Scott Walker started the looting of funds: he's using much of it to balance the state's budget.
Of a $31.6 million payment coming directly to the state government, most of that money – $25.6 million – will go to help close a budget shortfall revealed in newly released state projections. [Wisconsin Attorney General J.B. Van Hollen], whose office said he has the legal authority over the money, made the decision in consultation with Walker.And his example is
now being followed by at least one other state. Missouri Gov. Jay Nixon (D) and Attorney General Chris Koster (D) have pledged to put $40 million of the state’s $196 million share of the settlement into the state’s general fund to boost its higher education budget, Stateline reports:Koster, a Democrat, told reporters on Thursday that he agrees with the governor’s call for more higher education funding and will transfer the $40 million Nixon has requested into the general fund, citing the “severe budget shortages” the state faces.
Who can argue with education? Except of course, for the homeowners who might have thought that this settlement would help them. Silly people. Don't they remember what happened to all that lovely tobacco settlement money? Money that was supposed to help states
When the MSA [1998 Master Settlement Agreement between 46 state attorneys general and the four major tobacco companies] was signed, the attorneys general and plaintiffs lawyers held news conferences touting how the money would be used for public health and protecting kids. Washington Attorney General Christine Gregoire said, "Washington state's proceeds from the tobacco industry settlement should be spent on public health issues or the integrity of the historic agreement will be violated."According to this article in Reuters, not much of that money went where it was supposed to.

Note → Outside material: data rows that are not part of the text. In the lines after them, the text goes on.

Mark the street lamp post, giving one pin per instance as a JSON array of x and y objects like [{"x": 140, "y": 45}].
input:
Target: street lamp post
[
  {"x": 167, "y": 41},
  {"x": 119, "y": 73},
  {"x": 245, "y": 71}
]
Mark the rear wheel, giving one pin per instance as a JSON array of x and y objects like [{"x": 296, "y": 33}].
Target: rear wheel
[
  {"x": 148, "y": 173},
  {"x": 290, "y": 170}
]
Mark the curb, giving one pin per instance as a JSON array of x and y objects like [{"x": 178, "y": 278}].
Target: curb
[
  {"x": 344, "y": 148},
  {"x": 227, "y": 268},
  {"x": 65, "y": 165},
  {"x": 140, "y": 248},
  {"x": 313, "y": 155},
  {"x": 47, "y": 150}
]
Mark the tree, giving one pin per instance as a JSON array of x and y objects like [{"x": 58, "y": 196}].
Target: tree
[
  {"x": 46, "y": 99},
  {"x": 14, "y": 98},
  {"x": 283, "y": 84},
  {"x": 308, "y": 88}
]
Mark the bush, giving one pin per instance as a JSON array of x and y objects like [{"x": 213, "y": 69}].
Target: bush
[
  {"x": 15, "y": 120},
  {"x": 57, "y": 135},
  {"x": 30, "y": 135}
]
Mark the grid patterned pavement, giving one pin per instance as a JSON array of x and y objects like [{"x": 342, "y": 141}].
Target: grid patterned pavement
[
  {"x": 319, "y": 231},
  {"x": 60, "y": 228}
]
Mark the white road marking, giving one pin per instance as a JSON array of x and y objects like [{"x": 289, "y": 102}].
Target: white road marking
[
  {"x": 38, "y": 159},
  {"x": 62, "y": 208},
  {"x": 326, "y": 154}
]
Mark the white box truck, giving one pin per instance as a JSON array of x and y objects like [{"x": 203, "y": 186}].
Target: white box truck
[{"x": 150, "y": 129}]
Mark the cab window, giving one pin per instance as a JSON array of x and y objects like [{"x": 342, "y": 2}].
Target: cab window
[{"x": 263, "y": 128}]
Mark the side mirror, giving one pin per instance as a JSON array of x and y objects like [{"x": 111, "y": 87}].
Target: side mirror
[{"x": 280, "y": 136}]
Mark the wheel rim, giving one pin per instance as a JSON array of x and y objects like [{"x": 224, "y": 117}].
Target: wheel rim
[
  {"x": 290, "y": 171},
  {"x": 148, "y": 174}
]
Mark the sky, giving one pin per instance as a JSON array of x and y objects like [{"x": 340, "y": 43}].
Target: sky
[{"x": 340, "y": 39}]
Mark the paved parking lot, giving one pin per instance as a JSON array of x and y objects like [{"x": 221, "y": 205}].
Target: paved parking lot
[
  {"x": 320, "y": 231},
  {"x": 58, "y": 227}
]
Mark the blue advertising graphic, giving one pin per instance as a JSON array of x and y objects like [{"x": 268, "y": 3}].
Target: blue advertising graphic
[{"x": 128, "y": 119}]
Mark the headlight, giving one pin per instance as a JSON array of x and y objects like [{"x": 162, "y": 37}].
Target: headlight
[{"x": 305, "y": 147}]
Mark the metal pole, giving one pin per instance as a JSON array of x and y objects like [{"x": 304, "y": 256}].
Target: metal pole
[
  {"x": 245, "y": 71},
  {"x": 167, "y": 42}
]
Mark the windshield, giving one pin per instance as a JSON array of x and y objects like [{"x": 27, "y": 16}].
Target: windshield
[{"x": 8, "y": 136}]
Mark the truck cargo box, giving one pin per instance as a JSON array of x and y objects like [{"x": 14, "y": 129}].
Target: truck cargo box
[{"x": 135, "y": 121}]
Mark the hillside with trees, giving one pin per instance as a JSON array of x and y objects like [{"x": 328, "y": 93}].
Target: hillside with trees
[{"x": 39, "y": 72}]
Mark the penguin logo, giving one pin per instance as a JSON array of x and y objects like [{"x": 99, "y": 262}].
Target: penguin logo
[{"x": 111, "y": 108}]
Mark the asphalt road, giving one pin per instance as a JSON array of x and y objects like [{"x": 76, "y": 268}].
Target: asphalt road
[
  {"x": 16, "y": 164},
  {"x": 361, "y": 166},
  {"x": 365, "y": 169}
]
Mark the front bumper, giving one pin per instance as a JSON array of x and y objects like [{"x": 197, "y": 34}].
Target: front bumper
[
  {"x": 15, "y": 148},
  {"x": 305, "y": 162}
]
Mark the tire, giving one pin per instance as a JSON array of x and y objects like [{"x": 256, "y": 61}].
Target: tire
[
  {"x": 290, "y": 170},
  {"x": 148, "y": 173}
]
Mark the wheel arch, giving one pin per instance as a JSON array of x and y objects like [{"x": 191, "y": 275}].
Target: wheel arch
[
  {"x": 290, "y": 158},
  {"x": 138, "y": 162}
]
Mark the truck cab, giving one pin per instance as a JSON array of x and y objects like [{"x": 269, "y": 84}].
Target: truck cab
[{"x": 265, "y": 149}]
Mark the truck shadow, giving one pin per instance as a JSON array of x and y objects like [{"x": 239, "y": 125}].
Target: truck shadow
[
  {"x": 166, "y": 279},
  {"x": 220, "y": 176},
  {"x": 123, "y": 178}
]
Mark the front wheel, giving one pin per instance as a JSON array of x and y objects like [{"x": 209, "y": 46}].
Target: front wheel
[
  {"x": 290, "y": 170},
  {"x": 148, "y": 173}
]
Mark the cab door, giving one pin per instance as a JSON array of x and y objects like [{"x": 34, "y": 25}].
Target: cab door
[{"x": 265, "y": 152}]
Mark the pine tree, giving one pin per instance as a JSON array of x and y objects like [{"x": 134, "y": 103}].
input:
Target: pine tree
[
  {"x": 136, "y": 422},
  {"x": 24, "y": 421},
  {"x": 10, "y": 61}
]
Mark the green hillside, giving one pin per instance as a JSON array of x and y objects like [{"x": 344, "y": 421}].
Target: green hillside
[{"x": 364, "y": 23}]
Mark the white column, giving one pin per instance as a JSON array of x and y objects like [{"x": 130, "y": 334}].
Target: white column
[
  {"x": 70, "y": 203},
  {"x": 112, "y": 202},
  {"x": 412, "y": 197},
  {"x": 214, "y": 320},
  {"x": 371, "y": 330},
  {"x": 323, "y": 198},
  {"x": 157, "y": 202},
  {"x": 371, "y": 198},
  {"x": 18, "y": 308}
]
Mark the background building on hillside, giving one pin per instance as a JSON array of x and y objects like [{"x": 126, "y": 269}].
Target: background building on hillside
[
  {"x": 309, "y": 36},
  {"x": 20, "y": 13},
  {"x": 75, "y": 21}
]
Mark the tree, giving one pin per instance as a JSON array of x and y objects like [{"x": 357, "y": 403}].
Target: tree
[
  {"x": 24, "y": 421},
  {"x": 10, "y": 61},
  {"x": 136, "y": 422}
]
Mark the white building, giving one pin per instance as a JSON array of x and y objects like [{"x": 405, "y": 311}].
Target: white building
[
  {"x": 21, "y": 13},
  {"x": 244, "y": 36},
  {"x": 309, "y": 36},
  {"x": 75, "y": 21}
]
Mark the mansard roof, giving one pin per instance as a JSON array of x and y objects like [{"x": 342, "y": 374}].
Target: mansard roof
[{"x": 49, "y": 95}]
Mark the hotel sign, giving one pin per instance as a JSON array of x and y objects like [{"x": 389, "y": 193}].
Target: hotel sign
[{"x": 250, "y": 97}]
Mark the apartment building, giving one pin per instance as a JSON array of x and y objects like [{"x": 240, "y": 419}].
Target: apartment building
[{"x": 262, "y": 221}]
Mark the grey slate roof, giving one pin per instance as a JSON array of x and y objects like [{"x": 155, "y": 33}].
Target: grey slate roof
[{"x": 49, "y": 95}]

In the 10 years since the landmark deal, the states have received $79.2 billion of the settlement and another $124.3 billion from tobacco taxes, but have spent only about 3 percent of it -- $6.5 billion -- on tobacco prevention and cessation programs, the groups said in a report.The deal, which restricted cigarette advertising practices, requires tobacco companies to make annual payments to the states in perpetuity, with total payments estimated at $246 billion over the first 25 years.
A full report from the GAO on 'States' Allocations of Payments from Tobacco Companies for Fiscal Years 2000 through 2005' is available here.
From fiscal year 2000 through 2005, the 46 states party to the Master Settlement Agreement received $52.6 billion in tobacco settlement payments. Of the $52.6 billion total, about $36.5 billion were payments from the tobacco companies and about $16 billion were advance payments which several states had arranged to receive by issuing bonds backed by their future payments from the tobacco companies. The Master Settlement Agreement imposed no restrictions on how states could spend their payments, and as such, the states have chosen to allocate them to a wide variety of activities. Some states told us that they viewed the settlement payments as an opportunity to fund needs that they were not able to fund previously due to the high costs of health care. States allocated the largest portion of their payments to health care--$16.8 billion or 30 percent--which includes Medicaid, health insurance, hospitals, medical technology, and research. States allocated the second largest portion to cover budget shortfalls--about $12.8 billion or about 22.9 percent. This category includes allocations to balance state budgets or reduce deficits that resulted from lower than anticipated revenues, increased mandatory spending, or essential expenditures. Included among the next largest categories are allocations for infrastructure projects, education, debt service on securitized proceeds, and tobacco control.
The moral of this story? Unless the people watch and question and pay attention, their elected officials will quite often take the easy road. It's so much easier to play games with settlement funds than to tell the public the hard truths. Lies get politicians elected.